Poor Lady! I'm sending you good thoughts and many prayers.


----------



## Harley & Dakotas Mum (Jun 11, 2005)

I'm glad Lady is home with you, she is getting the best care & love available!!

Get better soon little Lady! :grouphug:


----------



## Nikki's Mom (Feb 13, 2008)

Glad she is doing better. I will keep praying for her. Please keep us posted.


----------



## I found nemo (Feb 23, 2006)

:bysmilie: I am so sorry Marj.
I pray she gets better soon and fast.
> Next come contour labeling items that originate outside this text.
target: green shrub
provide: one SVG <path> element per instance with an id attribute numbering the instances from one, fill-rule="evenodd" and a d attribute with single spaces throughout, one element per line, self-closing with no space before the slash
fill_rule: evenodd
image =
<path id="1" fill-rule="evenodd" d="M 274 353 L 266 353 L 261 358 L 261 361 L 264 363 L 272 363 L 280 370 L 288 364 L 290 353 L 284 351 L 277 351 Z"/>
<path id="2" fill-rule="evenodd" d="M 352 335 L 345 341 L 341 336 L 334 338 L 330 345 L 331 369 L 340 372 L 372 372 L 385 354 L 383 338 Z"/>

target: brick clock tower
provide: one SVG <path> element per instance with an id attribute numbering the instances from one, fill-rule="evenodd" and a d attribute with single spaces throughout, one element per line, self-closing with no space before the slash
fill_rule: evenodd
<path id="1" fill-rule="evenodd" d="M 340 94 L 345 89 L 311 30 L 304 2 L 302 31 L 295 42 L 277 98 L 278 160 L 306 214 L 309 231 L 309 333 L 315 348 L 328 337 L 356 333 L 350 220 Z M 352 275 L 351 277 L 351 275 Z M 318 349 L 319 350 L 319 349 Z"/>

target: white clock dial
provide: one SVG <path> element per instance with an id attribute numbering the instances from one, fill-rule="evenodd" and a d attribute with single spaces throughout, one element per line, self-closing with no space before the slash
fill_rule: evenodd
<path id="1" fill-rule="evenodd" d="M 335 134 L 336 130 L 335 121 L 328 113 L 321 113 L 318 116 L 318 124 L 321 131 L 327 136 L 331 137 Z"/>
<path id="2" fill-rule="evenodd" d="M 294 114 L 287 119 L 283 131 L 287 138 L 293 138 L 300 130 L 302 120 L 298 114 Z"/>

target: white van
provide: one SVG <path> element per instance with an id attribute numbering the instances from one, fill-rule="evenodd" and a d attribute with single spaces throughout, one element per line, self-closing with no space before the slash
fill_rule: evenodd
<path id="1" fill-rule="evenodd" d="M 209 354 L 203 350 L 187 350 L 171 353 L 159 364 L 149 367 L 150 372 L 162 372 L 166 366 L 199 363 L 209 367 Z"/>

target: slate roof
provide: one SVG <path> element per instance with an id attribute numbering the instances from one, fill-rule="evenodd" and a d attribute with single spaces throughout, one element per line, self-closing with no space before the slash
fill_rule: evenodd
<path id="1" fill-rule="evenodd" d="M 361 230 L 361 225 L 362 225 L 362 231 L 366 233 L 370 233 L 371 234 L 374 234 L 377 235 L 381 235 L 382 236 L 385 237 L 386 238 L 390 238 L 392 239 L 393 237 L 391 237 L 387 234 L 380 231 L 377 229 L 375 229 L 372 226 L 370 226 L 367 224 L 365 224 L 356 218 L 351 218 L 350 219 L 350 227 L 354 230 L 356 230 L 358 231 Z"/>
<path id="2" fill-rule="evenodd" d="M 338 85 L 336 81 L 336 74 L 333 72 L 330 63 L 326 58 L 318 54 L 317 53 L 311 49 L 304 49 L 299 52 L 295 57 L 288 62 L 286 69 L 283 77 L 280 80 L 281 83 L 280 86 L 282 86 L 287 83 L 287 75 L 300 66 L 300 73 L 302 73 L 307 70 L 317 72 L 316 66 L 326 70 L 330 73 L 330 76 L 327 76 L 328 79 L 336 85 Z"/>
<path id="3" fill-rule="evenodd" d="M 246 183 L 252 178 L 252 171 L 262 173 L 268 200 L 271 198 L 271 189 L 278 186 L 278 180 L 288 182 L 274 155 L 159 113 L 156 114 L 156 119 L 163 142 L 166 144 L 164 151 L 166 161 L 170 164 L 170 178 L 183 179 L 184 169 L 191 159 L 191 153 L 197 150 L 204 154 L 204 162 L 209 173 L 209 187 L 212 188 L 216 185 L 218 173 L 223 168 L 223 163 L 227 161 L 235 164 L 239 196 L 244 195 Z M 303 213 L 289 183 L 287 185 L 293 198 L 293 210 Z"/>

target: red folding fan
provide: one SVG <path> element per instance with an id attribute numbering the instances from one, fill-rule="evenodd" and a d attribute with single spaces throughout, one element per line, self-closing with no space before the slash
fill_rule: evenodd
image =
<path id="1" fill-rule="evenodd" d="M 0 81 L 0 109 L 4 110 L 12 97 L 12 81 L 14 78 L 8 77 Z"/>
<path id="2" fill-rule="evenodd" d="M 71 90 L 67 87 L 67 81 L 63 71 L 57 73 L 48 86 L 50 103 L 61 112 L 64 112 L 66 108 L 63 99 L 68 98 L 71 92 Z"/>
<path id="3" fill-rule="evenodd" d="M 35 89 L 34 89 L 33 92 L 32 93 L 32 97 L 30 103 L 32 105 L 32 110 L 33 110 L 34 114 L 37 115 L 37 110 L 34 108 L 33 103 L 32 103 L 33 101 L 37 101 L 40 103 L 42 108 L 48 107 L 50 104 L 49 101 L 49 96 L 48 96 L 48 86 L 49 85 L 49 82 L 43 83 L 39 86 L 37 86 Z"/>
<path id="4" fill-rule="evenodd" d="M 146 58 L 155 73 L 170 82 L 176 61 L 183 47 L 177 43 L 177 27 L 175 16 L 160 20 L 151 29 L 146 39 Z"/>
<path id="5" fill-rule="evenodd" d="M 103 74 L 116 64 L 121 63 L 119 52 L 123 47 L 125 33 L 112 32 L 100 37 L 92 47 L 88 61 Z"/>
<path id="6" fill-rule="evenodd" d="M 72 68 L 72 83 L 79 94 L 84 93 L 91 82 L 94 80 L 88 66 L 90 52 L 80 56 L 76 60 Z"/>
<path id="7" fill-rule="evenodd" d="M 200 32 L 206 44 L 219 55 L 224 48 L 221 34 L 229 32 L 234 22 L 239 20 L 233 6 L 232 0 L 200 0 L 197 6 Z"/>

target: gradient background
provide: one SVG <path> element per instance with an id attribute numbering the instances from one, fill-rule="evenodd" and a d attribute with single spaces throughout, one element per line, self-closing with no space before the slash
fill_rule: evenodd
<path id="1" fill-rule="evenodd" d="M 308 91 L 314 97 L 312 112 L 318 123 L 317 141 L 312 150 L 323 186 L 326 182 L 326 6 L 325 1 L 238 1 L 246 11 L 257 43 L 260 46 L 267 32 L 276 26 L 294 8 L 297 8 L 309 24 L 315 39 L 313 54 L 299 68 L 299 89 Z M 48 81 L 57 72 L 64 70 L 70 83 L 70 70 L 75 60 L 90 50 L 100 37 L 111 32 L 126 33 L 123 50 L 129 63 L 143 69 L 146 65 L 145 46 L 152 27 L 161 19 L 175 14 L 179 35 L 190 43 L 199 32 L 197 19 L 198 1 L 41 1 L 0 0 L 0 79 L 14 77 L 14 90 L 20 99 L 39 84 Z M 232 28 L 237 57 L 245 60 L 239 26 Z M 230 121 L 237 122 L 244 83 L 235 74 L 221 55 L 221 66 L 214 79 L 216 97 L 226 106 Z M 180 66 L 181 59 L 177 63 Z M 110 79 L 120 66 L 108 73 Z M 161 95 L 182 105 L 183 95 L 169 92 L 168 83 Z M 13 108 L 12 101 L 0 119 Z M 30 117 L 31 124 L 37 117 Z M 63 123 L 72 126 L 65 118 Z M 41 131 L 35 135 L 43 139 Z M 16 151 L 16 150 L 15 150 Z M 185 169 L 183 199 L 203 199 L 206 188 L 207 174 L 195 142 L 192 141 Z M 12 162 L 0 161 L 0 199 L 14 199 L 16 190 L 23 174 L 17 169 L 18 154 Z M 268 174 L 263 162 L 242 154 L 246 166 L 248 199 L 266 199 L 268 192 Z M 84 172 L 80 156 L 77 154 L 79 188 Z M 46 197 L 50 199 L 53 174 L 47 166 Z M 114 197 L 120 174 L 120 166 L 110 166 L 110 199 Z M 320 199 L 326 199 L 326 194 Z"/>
I am happy she is home and im sure more comfortable.
Sending best wishes and strong prayers to you both :grouphug: :grouphug:


----------



## Tanner's Mom (May 27, 2005)

Prayers & hugs for you and Lady.


----------



## kathym (Aug 5, 2006)

rayer: :grouphug: MARJ I PRAY THAT MISS LADY IS FEELING BETTER TODAY.


----------



## kodie (Aug 24, 2004)

Glad to hear Lady is doing better... I was nervous when i first saw this thread this morning... (scared to open it!)..  
Lady is in my prayers rayer:


----------



## KandiMaltese (Mar 27, 2007)

Marj I just read this and I am glad to hear Lady is doing better! How scary. :grouphug: I will keep Lady in my thoughts :grouphug:


----------



## wooflife (Aug 8, 2007)

:grouphug: rayer: Hope Lady is doing better. I'm glad you caught it quickly.

Leslie


----------



## Maxsmom (Aug 5, 2007)

Poor Sweet Lady! Praying.... rayer: rayer: rayer: for a fast recovery.

Love and Peace

*If you have built castles in the air, your work need not be lost; that is where they should be. Now put the foundations under them. *
_Henry David Thoreau _


----------



## susie and sadie (Jun 22, 2005)

Marj, I am so sorry to hear this. I've already said a prayer for her, and rest assured that the both of you will continue to be in my prayers. 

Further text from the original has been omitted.